- Renewed USD selling helped the commodity to regain traction on Friday.
- US-China trade tensions further benefit the metal’s safe-haven status.
- Traders now eye US PPI print and Fedspeak for some short-term impetus.
Gold regained positive traction on the last trading day of the week and recovered a part of the previous session's sharp intraday pullback from weekly tops.
Thursday's hotter-than-expected US core CPI tempered expectations for an aggressive easing by the Fed, which triggered a sudden upsurge in the US Treasury bond yields and turned out to be one of the key factors driving flows away from the non-yielding yellow metal.
The US Dollar, however, failed to capitalize on the overnight rebound and came under some renewed selling pressure on Friday, helping the dollar-denominated commodity to defend the key $1400 psychological mark and regain some positive traction.

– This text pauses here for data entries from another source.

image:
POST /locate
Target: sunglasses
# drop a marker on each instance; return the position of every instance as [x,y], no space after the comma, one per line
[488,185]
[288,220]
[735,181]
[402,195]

This coupled with fading optimism over a quick resolution to the prolonged US-China trade disputes further underpinned the precious metal's relative safe-haven status and remained supportive of an intraday uptick through the early European session.

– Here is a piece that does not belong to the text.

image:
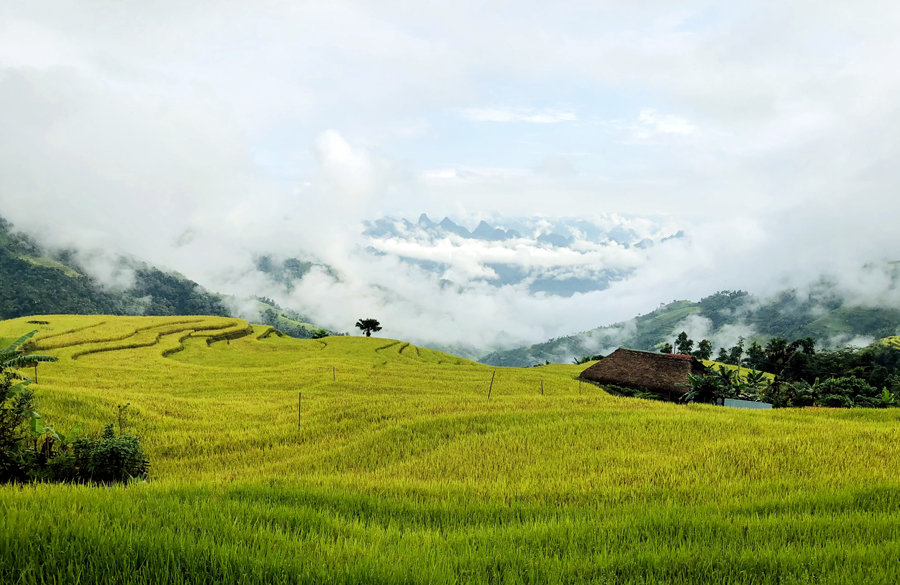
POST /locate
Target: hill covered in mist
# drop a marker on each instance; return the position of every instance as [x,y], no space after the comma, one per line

It would now be interesting to see if the commodity is able to capitalize on the positive momentum or meets with some fresh supply at higher levels amid a follow-through pickup in the US bond yields and a slightly positive mood around equity markets.
Moving ahead, Friday's US economic docket - featuring the release of PPI figures for June, coupled with comments by Chicago Fed President Charles Evans will now be looked upon for some short-term trading opportunities later during the early North-American session.